Ye Gods! What a commentator is this Ann Alexander whale. What he has to say is short & pithy & very much to the point. I wonder if my evil art has raised this monster.

While Melville had already drawn on his different sailing experiences in his previous novels, such as Mardi, he had never focused specifically on whaling. The eighteen months he spent as an ordinary seaman aboard the whaler Acushnet in 1841-42, and one incident in particular, now served as inspiration. It was during a mid-ocean "gam" (rendezvous at sea between ships) that he met Chase's son William, who lent him his father's book. Melville later wrote:

I questioned him concerning his father's adventure; . . . he went to his chest & handed me a complete copy . . . of the Narrative . This was the first printed account of it I had ever seen. The reading of this wondrous story on the landless sea, and so close to the very latitude of the shipwreck, had a surprising effect upon me.

The book was out of print, and rare. Knowing that Melville was looking for it, his father-in-law, Lemuel Shaw, managed to find a copy and buy it for him. When Melville received it, he fell to it almost immediately, heavily annotating it.

Moby-Dick contains large sections—most of them narrated by Ishmael—that seemingly have nothing to do with the plot but describe aspects of the whaling business. Although there had been a successful earlier novel about Nantucket whalers, Miriam Coffin or The Whale-Fisherman (1835) by Joseph C. Hart., which is credited with influencing elements of Melville's work, most accounts of whaling tended to be sensational tales of bloody mutiny, and Melville believed that no book up to that time had portrayed the whaling industry in as fascinating or immediate a way as he had experienced it. Early Romantics also proposed that fiction was the exemplary way to describe and record history, so Melville wanted to craft something educational and definitive. Despite his own interest in the subject, Melville struggled with composition, writing to Richard Henry Dana, Jr. on May 1, 1850:

I am half way in the work ... It will be a strange sort of book, tho', I fear; blubber is blubber you know; tho' you might get oil out of it, the poetry runs as hard as sap from a frozen maple tree; — and to cook the thing up, one must needs throw in a little fancy, which from the nature of the thing, must be ungainly as the gambols of the whales themselves. Yet I mean to give the truth of the thing, spite of this.

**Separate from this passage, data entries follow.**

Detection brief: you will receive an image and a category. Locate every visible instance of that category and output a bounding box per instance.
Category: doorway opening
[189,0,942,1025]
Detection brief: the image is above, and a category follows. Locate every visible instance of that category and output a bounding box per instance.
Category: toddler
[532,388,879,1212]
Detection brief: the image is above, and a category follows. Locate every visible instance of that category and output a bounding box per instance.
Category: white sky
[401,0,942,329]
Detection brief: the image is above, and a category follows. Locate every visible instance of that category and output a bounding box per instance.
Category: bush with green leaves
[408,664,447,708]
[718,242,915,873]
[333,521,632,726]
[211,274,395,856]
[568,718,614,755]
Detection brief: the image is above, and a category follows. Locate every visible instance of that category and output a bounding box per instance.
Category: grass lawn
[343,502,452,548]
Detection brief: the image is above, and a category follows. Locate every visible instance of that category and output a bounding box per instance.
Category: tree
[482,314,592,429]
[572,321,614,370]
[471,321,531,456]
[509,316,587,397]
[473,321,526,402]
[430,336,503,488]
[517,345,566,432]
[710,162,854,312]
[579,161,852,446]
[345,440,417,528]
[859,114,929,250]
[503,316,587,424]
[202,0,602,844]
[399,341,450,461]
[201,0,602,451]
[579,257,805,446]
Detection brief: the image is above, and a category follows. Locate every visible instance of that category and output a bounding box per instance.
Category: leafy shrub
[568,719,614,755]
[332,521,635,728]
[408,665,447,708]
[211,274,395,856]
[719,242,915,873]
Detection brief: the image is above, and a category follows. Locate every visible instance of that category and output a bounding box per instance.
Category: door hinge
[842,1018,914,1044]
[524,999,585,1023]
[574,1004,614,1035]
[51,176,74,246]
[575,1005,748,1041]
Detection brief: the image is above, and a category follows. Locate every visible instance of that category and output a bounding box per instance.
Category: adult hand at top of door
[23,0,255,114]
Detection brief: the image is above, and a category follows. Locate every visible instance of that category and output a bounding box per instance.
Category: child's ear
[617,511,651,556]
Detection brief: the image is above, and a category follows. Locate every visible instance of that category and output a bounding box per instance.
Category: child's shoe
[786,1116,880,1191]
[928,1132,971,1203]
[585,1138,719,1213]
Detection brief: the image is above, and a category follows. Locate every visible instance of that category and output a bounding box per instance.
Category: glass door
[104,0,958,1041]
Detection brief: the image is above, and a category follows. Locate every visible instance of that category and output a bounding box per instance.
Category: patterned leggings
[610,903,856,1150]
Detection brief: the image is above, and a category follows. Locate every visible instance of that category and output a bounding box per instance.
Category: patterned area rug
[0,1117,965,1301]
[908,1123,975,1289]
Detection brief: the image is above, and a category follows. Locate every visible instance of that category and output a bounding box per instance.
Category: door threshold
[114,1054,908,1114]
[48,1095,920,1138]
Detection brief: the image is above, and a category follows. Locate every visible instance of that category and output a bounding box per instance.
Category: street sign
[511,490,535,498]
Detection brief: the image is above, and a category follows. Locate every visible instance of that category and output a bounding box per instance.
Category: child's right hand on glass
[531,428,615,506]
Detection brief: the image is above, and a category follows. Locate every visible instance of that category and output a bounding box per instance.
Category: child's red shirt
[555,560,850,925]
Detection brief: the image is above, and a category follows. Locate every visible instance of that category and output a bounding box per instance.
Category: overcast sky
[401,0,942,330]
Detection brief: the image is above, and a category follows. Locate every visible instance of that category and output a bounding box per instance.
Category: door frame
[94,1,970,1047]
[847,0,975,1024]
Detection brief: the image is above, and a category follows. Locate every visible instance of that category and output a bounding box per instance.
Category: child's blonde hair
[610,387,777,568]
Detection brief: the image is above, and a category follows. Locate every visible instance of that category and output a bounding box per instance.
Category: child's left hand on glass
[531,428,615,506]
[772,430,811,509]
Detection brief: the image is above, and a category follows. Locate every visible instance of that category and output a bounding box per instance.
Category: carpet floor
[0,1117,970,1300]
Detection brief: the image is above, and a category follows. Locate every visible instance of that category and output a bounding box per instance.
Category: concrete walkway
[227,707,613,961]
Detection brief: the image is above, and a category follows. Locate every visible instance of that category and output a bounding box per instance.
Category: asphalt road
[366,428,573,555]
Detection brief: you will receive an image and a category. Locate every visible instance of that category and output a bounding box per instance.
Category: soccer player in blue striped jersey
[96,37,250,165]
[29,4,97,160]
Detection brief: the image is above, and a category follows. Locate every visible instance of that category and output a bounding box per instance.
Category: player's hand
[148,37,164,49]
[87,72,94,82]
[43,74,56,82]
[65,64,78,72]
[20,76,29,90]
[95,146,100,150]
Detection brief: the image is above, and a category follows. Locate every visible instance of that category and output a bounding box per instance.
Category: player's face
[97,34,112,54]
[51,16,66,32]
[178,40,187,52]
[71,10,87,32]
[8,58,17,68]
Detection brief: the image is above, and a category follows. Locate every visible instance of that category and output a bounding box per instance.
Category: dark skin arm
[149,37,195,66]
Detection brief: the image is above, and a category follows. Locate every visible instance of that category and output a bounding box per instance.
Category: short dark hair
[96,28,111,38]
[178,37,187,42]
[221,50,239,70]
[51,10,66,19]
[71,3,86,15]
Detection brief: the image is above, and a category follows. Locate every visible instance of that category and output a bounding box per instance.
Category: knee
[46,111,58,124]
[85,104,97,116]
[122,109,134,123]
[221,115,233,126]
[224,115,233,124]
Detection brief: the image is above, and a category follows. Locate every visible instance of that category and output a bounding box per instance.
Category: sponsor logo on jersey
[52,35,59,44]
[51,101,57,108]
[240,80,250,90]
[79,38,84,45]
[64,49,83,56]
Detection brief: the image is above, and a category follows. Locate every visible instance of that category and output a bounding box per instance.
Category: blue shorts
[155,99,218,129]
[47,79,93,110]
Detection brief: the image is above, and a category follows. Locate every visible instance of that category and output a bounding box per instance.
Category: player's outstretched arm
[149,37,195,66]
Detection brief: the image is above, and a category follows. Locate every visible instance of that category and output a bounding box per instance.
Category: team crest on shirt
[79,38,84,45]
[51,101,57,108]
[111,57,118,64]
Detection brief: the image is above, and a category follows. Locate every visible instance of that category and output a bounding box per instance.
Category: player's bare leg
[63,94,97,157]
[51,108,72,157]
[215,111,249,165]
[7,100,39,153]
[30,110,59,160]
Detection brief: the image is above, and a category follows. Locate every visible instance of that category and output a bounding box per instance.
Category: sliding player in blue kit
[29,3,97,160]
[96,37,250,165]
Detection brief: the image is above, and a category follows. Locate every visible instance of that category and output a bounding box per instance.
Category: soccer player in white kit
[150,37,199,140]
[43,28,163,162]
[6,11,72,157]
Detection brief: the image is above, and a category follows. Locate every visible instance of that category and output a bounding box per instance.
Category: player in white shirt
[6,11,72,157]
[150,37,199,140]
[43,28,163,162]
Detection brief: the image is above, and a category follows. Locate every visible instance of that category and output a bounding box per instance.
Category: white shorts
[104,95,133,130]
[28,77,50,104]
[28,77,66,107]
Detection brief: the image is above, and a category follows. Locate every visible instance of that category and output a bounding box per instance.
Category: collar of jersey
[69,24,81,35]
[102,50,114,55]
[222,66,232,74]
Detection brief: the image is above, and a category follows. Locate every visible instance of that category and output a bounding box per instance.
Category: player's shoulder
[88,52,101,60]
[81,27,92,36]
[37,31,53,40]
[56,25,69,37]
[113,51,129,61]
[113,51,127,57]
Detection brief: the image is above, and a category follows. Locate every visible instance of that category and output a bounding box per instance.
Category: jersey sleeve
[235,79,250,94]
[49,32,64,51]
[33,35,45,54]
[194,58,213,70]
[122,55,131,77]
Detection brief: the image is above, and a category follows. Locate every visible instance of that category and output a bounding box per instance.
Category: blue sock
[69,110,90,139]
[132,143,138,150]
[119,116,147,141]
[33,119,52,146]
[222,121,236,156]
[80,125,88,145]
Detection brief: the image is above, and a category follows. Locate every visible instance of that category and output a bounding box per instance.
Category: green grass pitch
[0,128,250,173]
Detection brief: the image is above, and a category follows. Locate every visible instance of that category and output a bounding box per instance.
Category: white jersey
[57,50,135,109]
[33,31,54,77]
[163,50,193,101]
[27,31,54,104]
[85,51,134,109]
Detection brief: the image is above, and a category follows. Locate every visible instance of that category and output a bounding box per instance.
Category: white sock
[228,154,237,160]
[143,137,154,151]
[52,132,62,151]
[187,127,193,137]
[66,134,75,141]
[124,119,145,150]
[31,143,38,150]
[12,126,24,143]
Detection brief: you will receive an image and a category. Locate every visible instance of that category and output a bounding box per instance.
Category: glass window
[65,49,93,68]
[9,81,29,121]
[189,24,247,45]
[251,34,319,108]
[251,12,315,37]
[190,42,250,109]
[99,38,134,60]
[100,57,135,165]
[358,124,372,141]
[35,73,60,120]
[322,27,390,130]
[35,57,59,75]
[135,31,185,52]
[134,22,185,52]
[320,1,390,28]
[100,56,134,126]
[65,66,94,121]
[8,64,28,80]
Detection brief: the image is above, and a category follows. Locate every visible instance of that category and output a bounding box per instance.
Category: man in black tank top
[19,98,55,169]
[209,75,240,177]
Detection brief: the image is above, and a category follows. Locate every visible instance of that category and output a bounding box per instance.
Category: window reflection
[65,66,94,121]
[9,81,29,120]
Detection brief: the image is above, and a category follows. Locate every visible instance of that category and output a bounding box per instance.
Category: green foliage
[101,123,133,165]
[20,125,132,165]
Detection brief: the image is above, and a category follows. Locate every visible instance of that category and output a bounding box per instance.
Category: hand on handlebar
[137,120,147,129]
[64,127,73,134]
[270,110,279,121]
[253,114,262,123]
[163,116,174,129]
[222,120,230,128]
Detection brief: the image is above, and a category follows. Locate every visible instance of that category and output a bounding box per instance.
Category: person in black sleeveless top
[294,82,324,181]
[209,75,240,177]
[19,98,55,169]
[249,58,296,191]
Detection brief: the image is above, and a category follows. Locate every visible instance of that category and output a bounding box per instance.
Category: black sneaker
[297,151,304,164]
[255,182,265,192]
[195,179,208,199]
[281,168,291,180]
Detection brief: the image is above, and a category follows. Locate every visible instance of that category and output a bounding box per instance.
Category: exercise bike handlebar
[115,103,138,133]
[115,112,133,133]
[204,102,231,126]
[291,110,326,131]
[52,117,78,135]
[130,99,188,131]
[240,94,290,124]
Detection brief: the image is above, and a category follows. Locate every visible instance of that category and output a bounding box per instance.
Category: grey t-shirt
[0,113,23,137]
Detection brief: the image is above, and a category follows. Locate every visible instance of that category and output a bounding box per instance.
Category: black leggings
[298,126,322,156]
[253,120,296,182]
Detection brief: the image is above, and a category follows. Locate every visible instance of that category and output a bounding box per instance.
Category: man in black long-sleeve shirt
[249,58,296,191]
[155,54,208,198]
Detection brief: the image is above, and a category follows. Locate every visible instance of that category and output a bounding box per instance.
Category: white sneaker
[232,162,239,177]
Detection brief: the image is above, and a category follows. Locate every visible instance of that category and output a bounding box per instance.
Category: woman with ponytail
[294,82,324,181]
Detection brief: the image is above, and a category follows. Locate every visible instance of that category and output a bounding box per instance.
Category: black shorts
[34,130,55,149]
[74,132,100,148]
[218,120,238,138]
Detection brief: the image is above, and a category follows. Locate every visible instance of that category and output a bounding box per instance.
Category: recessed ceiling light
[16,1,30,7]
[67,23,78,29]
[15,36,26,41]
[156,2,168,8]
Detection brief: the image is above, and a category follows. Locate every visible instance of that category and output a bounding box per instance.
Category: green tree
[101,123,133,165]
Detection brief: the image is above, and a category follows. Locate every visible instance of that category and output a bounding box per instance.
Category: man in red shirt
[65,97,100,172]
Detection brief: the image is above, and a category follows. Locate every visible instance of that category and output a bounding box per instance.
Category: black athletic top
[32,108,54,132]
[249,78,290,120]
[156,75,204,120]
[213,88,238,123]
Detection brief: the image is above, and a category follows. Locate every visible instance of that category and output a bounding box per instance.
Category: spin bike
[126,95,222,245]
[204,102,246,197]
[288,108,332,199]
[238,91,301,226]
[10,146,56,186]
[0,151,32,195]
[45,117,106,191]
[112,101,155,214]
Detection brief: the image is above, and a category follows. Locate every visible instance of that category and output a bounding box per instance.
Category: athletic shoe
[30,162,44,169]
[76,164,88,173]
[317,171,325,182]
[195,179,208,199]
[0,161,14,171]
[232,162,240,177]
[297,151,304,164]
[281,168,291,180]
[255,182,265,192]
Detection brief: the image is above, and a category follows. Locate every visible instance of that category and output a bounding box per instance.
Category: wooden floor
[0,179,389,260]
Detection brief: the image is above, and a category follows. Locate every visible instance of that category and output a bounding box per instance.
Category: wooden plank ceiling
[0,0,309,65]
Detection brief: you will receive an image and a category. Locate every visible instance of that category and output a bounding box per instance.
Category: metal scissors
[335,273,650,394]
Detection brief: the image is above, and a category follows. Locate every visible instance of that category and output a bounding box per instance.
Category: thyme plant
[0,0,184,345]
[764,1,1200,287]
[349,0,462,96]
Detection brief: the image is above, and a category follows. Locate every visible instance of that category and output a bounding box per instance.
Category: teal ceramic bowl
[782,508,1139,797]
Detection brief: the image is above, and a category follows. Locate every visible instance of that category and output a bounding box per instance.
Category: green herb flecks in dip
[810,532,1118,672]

There are scholarly theories that purport a literary legend of two Moby-Dick tales, one being a whaling tale as was Melville's experience and affinity, and another deeper tale, inspired by his literary friendship with and respect for Nathaniel Hawthorne. These merged into the latter, the morality tale. Hawthorne and his family had moved to a small red farmhouse near Lenox, Massachusetts, at the end of March 1850. He became friends with Oliver Wendell Holmes, Sr. and Herman Melville beginning on August 5, 1850, when the authors met at a picnic hosted by a mutual friend. Melville had just read Hawthorne's short story collection Mosses from an Old Manse, and his unsigned review of the collection, titled "Hawthorne and His Mosses", was printed in the The Literary World on August 17 and 24. Melville wrote that these stories revealed a dark side to Hawthorne, "shrouded in blackness, ten times black"., and dedicated Moby-Dick to him:

In token of my admiration for his genius, this book is inscribed to Nathaniel Hawthorne.